In 1925, at Maiakovskii's suggestion, Semion Kirsanov moved to Moscow. There, he gradually achieved great renown, contributing to various publications and teaching at Moscow's Literary Institute. Among his students at the Faculty of Poetry were Boris Slutskii and Mikhail Kulchitskii. He played a major role in creating the Writers' Club, which became one the hubs of literary life in the Soviet capital.
When the Wehrmacht invaded the Soviet Union in late June 1941, Kirsanov was one of the organizers and leaders of the literary "brigade" that drew up the placards known as the TASS [the Soviet telegraphic agency] Windows. These were patriotic propaganda posters with satirical verses a nd anti-German cartoons, aimed at raising morale among the Soviet troops. Shortly thereafter, having gotten the TASS Windows project off the ground, Semion Kirsanov volunteered for frontline duty. Initially, he was sent to the Northwestern Front, where fierce fighting was going on in the area of Novgorod. Kirsanov served there as the military correspondent of the Red Army's major press organ, Krasnaia Zvezda. He was subsequently dispatched to Belorussia as the newspaper's correspondent on the Central Front. Once, during a retreat, the group that Kirsanov was accompanying was surrounded by the enemy. Through some miracle, he managed to break out of the encirclement. In the course of the war, Kirsanov also served on the Kalinin and Karelian Fronts, and took part in the fighting for Sevastopol. He was shell-shocked twice.

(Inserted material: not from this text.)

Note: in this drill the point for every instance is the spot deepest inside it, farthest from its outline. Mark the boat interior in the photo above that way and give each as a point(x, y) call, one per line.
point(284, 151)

Many of his poems appeared in frontline newspapers, and his book Poema fronta [Epic Poem of the Front] came out during the war. The satirical poem "Zavetnoe slovo Fomy Smyslova, russkogo byvalogo soldata" [The Secret Word of Foma Smyslov, an Experienced Russian Soldier], written by Kirsanov between 1942 and 1944, circulated widely among Soviet soldiers, being particularly popular at the front.
In 1945, Semion Kirsanov was discharged from the army and returned to Moscow. That year also saw the publication of his collection Stikhi voiny: iz proizvedenii 1941-1945 [War Poems: A Selection from the Works of 1941-1945].
In the early 1950s, Semior Kirsanov became a prolific translator of poems by Heinrich Heine, Adam Mickiewicz, Berthold Brecht, and others. He was published even during the postwar period of Stalinist antisemitism. However, these publications excluded his avant-garde experimental poems. The authorities did not persecute him, and he was thus able to participate in Soviet literary activities. He was awarded the Stalin Prize (1951), two Orders of the Labor Red Banner (in 1939 and 1956), the Order of Lenin (1966), and several medals.
Semion Kirsanov died in Moscow in 1972, and was buried at the prestigious Novodevichie Cemetery.